Her colleagues describe her as a fluent Spanish speaker with a clear Mexican accent, who thinks of herself as a nerd, enjoys language and has a wide range of interests.

A White House official during the Clinton administration, where she served as Deputy Chief of Staff from 1998 to 2001, Echaveste comes to the post compensating her lack of diplomatic experience with her great influence in Washington, where she is well known as an authority on immigration and public policy issues.

Her husband, Christopher Edley, Jr., a former dean of the University of California, in Berkeley Law School and a Harvard Law professor, has also moved between academia and public service, focusing on civil rights and holding close ties to Hillary Clinton.

From 2009 to 2010, Mrs.
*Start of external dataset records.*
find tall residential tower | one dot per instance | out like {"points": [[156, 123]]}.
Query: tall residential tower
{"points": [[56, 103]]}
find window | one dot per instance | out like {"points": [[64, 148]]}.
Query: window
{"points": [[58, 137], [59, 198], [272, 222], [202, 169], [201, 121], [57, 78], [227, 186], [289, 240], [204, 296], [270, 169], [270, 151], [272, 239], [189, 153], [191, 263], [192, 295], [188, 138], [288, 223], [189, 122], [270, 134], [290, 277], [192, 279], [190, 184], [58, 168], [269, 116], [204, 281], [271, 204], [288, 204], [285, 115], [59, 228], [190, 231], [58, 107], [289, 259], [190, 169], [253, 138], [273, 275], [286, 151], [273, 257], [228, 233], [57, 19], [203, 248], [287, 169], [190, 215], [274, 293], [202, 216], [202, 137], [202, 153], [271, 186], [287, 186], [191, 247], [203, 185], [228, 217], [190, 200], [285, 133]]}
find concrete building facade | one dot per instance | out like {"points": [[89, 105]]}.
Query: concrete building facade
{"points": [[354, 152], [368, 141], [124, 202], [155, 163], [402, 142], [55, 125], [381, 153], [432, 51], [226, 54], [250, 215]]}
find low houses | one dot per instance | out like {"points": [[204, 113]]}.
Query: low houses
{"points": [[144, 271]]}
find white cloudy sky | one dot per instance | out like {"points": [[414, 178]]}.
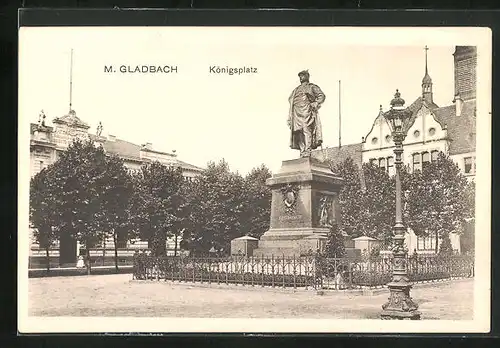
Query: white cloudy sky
{"points": [[240, 118]]}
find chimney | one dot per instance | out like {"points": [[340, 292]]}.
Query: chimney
{"points": [[465, 58], [459, 104]]}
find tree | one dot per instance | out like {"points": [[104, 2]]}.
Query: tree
{"points": [[335, 244], [43, 210], [350, 197], [217, 200], [155, 203], [366, 210], [80, 175], [439, 200], [257, 213], [445, 248], [116, 199]]}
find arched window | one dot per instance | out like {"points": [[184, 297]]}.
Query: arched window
{"points": [[381, 163], [416, 162]]}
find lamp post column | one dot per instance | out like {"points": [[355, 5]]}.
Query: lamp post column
{"points": [[400, 305]]}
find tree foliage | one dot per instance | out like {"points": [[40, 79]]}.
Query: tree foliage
{"points": [[366, 210], [84, 196], [257, 214], [440, 199], [43, 210], [379, 203], [217, 200], [157, 200], [116, 198], [335, 246]]}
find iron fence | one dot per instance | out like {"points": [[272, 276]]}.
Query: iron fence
{"points": [[315, 272]]}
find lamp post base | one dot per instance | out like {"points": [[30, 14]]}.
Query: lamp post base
{"points": [[400, 305]]}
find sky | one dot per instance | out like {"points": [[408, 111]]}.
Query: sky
{"points": [[241, 118]]}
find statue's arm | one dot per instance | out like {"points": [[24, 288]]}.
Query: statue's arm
{"points": [[318, 93]]}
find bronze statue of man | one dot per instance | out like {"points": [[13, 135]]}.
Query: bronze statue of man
{"points": [[303, 118]]}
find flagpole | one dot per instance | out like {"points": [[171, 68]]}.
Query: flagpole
{"points": [[71, 81], [340, 119]]}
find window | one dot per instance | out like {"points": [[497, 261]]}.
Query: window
{"points": [[390, 165], [416, 162], [381, 163], [469, 165], [434, 155], [426, 158]]}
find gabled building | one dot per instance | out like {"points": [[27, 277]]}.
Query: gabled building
{"points": [[450, 129], [48, 142]]}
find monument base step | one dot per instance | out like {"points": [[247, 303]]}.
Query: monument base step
{"points": [[276, 252]]}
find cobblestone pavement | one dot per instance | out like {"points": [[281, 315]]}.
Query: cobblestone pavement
{"points": [[117, 295]]}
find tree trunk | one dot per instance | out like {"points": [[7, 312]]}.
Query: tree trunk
{"points": [[103, 250], [115, 239], [88, 258], [436, 247], [47, 255], [175, 247]]}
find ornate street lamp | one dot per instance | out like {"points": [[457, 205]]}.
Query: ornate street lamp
{"points": [[400, 305]]}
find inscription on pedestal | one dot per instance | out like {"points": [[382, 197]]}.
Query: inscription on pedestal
{"points": [[290, 218]]}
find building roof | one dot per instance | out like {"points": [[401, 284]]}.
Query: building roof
{"points": [[72, 120], [461, 129], [131, 151], [364, 238]]}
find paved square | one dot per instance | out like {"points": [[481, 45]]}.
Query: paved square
{"points": [[117, 295]]}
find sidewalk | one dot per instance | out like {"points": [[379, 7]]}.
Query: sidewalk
{"points": [[117, 295], [73, 271]]}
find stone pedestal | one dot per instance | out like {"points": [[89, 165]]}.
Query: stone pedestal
{"points": [[304, 205]]}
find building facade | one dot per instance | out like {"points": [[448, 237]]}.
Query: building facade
{"points": [[450, 129], [48, 142]]}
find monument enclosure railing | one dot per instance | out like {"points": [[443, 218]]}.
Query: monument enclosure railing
{"points": [[309, 272]]}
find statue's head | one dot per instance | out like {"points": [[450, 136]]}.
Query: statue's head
{"points": [[304, 76]]}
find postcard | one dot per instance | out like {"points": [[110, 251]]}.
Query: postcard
{"points": [[254, 179]]}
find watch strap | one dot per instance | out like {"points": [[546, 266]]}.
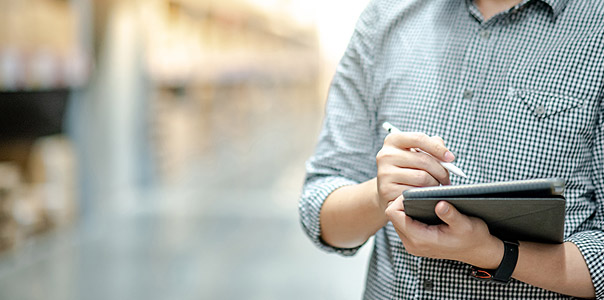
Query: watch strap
{"points": [[503, 273]]}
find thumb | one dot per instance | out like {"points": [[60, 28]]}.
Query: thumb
{"points": [[448, 213]]}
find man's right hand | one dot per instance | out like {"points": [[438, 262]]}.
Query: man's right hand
{"points": [[400, 167]]}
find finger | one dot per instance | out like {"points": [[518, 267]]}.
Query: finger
{"points": [[450, 215], [408, 140], [439, 139], [419, 169], [397, 204], [414, 178]]}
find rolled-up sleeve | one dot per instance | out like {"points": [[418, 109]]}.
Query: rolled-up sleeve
{"points": [[345, 153], [591, 242]]}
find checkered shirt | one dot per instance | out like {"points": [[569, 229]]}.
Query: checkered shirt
{"points": [[516, 97]]}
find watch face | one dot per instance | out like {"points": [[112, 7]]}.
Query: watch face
{"points": [[481, 274]]}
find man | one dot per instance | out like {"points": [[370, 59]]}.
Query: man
{"points": [[509, 90]]}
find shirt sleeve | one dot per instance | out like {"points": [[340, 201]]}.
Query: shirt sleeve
{"points": [[345, 153], [591, 242]]}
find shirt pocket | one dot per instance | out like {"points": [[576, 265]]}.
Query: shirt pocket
{"points": [[545, 104]]}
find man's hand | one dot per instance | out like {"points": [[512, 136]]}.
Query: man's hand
{"points": [[461, 238], [400, 167]]}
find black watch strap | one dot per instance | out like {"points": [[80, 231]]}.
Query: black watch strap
{"points": [[503, 273]]}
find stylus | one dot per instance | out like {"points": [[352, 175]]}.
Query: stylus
{"points": [[449, 166]]}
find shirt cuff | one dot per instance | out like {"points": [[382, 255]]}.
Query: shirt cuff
{"points": [[591, 245], [314, 194]]}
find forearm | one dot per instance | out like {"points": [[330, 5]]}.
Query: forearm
{"points": [[351, 214], [558, 268]]}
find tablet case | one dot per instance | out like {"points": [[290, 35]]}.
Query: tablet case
{"points": [[529, 210]]}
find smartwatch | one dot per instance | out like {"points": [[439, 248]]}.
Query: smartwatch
{"points": [[503, 273]]}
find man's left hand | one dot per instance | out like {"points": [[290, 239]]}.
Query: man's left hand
{"points": [[462, 238]]}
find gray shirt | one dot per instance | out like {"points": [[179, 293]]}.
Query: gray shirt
{"points": [[516, 97]]}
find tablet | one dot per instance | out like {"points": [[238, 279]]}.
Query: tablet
{"points": [[531, 210]]}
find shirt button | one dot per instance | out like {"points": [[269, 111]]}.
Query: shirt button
{"points": [[540, 110], [468, 94], [428, 285]]}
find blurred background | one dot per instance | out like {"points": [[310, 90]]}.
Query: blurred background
{"points": [[154, 149]]}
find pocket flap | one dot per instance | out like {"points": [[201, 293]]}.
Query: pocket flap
{"points": [[545, 104]]}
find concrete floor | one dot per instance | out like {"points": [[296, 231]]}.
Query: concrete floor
{"points": [[230, 232]]}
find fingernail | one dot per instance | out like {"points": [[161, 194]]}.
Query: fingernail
{"points": [[449, 157], [444, 208]]}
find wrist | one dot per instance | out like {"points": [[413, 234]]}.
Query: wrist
{"points": [[489, 256]]}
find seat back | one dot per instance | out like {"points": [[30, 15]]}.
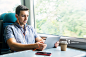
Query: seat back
{"points": [[8, 19], [1, 25]]}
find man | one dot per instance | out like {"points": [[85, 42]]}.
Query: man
{"points": [[20, 36]]}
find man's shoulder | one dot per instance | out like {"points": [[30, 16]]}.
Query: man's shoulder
{"points": [[29, 26], [10, 26]]}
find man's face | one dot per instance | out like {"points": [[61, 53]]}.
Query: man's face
{"points": [[23, 17]]}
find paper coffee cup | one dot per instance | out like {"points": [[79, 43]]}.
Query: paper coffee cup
{"points": [[63, 45]]}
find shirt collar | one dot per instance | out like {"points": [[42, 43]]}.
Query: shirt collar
{"points": [[19, 25]]}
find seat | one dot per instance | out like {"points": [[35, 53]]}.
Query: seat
{"points": [[1, 22], [8, 19]]}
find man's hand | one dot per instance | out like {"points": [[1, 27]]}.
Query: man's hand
{"points": [[57, 44], [40, 46]]}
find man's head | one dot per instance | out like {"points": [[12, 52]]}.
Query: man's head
{"points": [[22, 13], [21, 8]]}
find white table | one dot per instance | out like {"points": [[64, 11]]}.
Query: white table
{"points": [[56, 52]]}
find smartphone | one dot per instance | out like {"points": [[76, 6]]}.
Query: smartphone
{"points": [[43, 53]]}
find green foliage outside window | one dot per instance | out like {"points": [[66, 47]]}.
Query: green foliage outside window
{"points": [[61, 17]]}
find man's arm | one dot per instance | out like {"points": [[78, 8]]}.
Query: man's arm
{"points": [[39, 39], [20, 47]]}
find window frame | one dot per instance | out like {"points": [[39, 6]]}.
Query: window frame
{"points": [[31, 21]]}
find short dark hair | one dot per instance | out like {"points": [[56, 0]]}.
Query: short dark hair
{"points": [[20, 8]]}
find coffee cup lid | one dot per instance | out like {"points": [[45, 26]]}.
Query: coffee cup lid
{"points": [[63, 42]]}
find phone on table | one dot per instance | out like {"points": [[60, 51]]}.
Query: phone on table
{"points": [[43, 53]]}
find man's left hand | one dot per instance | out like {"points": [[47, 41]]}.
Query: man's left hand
{"points": [[56, 44]]}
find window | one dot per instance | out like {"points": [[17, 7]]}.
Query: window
{"points": [[61, 17], [8, 6]]}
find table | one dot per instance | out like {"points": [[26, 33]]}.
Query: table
{"points": [[56, 52]]}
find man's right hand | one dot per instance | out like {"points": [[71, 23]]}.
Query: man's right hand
{"points": [[40, 46]]}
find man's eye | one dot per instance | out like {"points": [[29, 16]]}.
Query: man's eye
{"points": [[23, 15]]}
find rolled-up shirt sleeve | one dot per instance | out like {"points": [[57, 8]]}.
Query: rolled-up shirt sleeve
{"points": [[35, 33], [8, 33]]}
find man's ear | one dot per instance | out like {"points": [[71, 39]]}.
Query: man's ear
{"points": [[16, 16]]}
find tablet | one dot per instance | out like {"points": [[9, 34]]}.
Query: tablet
{"points": [[50, 41]]}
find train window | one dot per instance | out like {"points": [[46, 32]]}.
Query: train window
{"points": [[61, 17], [7, 6]]}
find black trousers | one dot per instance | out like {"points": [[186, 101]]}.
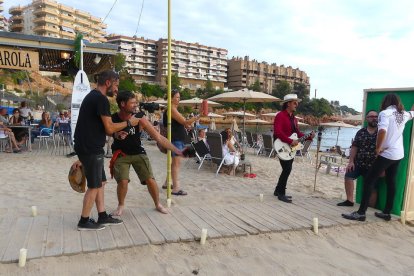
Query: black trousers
{"points": [[286, 169], [380, 164]]}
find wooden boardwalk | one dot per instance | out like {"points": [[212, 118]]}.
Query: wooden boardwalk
{"points": [[56, 234]]}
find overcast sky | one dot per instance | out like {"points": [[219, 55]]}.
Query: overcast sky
{"points": [[344, 46]]}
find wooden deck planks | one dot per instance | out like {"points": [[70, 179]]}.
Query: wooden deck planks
{"points": [[54, 238], [71, 236], [135, 232], [17, 239], [154, 236], [37, 237]]}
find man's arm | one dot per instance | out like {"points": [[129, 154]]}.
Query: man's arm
{"points": [[147, 126], [111, 127], [380, 139]]}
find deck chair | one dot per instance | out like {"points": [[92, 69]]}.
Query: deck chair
{"points": [[202, 152], [216, 150], [267, 144], [305, 151]]}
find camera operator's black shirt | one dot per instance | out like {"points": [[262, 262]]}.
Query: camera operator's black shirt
{"points": [[90, 135], [131, 145], [178, 132]]}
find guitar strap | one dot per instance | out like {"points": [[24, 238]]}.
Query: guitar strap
{"points": [[292, 122]]}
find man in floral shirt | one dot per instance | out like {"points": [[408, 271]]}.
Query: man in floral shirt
{"points": [[361, 157]]}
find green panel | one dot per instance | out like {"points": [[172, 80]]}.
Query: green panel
{"points": [[373, 101]]}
Echaveste served as a U.S. special representative to Bolivia, and before that as an advisor to the Mexico Institute of the Woodrow Wilson Center, as a member of the Board of Directors of CARE, a humanitarian organization fighting global poverty, and also participated with the Alliance for Excellent Education, organization which advocates for reforms on education.

In 2010 she joined the board of the recently formed U.S./ Mexico Foundation (USMF), organization that claims to be the only national 501(c)(3) in the United States dedicated to carrying out philanthropic efforts in the U.S. exclusively for Mexico.

“Maria Echaveste is among the best and brightest that our community has to offer. Her roots are in Texas and California, two states who understand well the importance of the U.S. –Mexico relationship. She´´ll be an excellent ambassador,” said Texas Congressman Pete Gallego.

If confirmed, Echaveste will be replacing Ambassador Anthony Wayne, a career diplomat who served in Mexico since 2011.

Mexico is the U.S. second largest export market, and its third largest trading partner and energy supplier. According to figures by the State Department, the U.S. buys over 75 percent of Mexico’s exports – in 2013 bilateral trade in goods and services was over $500 billion, having grown in each of the last three years.

“I think her appointment is stellar … She has a really distinguished career, and a real desire to improve bilateral relations between the United States and Mexico. I think it is a very positive choice and I think it will be well received among many in the United States and Mexico,” said Professor Harley Shaiken, Director of the Center for Latin American Studies at UC Berkeley.

Ninoska Marcano is a freelance reporter living in Washington D.C.